Deutsche Bank Sells Stake In Telecom to Mannesmann
April 03, 2011
FRANKFURT -- Deutsche Bank AG plans to exit the telecommunications business, bowing to criticism that it had a conflict of interest. Germany's biggest bank plans to sell its 33% stake in Communications Network International GmbH, or CNI, to industrial conglomerate Mannesmann AG, the leading partner in CNI. Deutsche Bank has been criticized for its stake in the communications venture because the bank is the lead underwriter in the forthcoming initial public offering of a CNI competitor, state-owned telecommunications group Deutsche Telekom AG, the biggest public offering in European history.
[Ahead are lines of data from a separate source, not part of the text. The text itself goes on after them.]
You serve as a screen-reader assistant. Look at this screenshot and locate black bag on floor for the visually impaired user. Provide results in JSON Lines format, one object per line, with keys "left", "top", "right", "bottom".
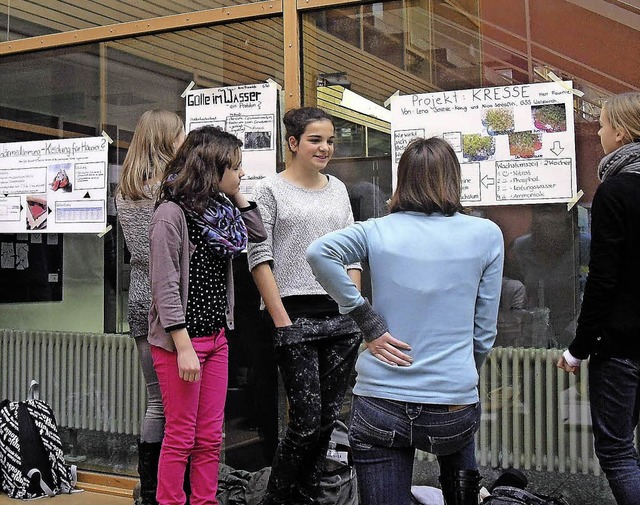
{"left": 220, "top": 421, "right": 358, "bottom": 505}
{"left": 483, "top": 486, "right": 569, "bottom": 504}
{"left": 0, "top": 380, "right": 78, "bottom": 499}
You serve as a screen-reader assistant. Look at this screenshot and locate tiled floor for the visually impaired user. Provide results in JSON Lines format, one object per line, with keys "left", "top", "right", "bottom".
{"left": 0, "top": 490, "right": 132, "bottom": 505}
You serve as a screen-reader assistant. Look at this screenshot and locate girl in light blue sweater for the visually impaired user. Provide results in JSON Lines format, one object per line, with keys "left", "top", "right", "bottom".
{"left": 307, "top": 137, "right": 504, "bottom": 505}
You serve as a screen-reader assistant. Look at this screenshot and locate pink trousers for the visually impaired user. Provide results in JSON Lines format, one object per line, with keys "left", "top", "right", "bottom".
{"left": 152, "top": 330, "right": 228, "bottom": 505}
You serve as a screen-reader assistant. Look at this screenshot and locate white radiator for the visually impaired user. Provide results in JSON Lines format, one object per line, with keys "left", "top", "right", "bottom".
{"left": 0, "top": 329, "right": 146, "bottom": 435}
{"left": 418, "top": 347, "right": 600, "bottom": 475}
{"left": 0, "top": 332, "right": 602, "bottom": 472}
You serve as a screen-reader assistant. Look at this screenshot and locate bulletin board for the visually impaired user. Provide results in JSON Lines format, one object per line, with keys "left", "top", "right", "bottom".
{"left": 0, "top": 137, "right": 109, "bottom": 233}
{"left": 390, "top": 81, "right": 577, "bottom": 206}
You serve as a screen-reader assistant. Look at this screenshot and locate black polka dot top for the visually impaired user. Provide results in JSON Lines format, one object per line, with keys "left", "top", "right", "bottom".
{"left": 185, "top": 214, "right": 228, "bottom": 338}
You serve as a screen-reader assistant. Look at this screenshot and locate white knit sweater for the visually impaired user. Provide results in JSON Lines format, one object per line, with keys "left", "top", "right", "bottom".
{"left": 247, "top": 173, "right": 358, "bottom": 299}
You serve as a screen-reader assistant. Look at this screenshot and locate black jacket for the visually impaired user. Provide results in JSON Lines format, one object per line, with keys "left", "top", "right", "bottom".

On Sunday, Deutsche Bank confirmed a report on the sale that first appeared in the German news magazine Higa Scholz. A bank spokesman declined to disclose terms. Deutsche Bank is determined to build a world-class investment bank. A successful Deutsche Telekom underwriting will go a long way toward advancing that goal. Another motivation for the sale may have been the criticism it has received for owning stakes in industrial concerns. Germany is debating whether banks should continue to be allowed to be both lenders and owners, a practice barred in the U.S. Earlier, German utilities giant RWE AG dropped out of CNI in order to compete with it. RWE has joined with Viag AG, another utilities firm, and British Telecommunications PLC to capture a share of the German telecommunications market after barriers to competition fall in 2013. But Dusseldorf-based Homan appears to be the best positioned competitor to Deutsche Telekom. Mannesmann already is Germany's No. 2 player in mobile telephone service, behind Deutsche Telekom. Through CNI, Mannesmann and its partners recently won a hotly contested auction to buy 49.8% of DBKom Gesellschaft, the communications business of the German railway, for an estimated two billion marks ($1.3 billion). Homan is partners in the DBKom deal with VastComm Network Corp.. Other members of the consortium include the Swiss, Swedish, Spanish and Dutch national telecommunications companies through the Unisource partnership.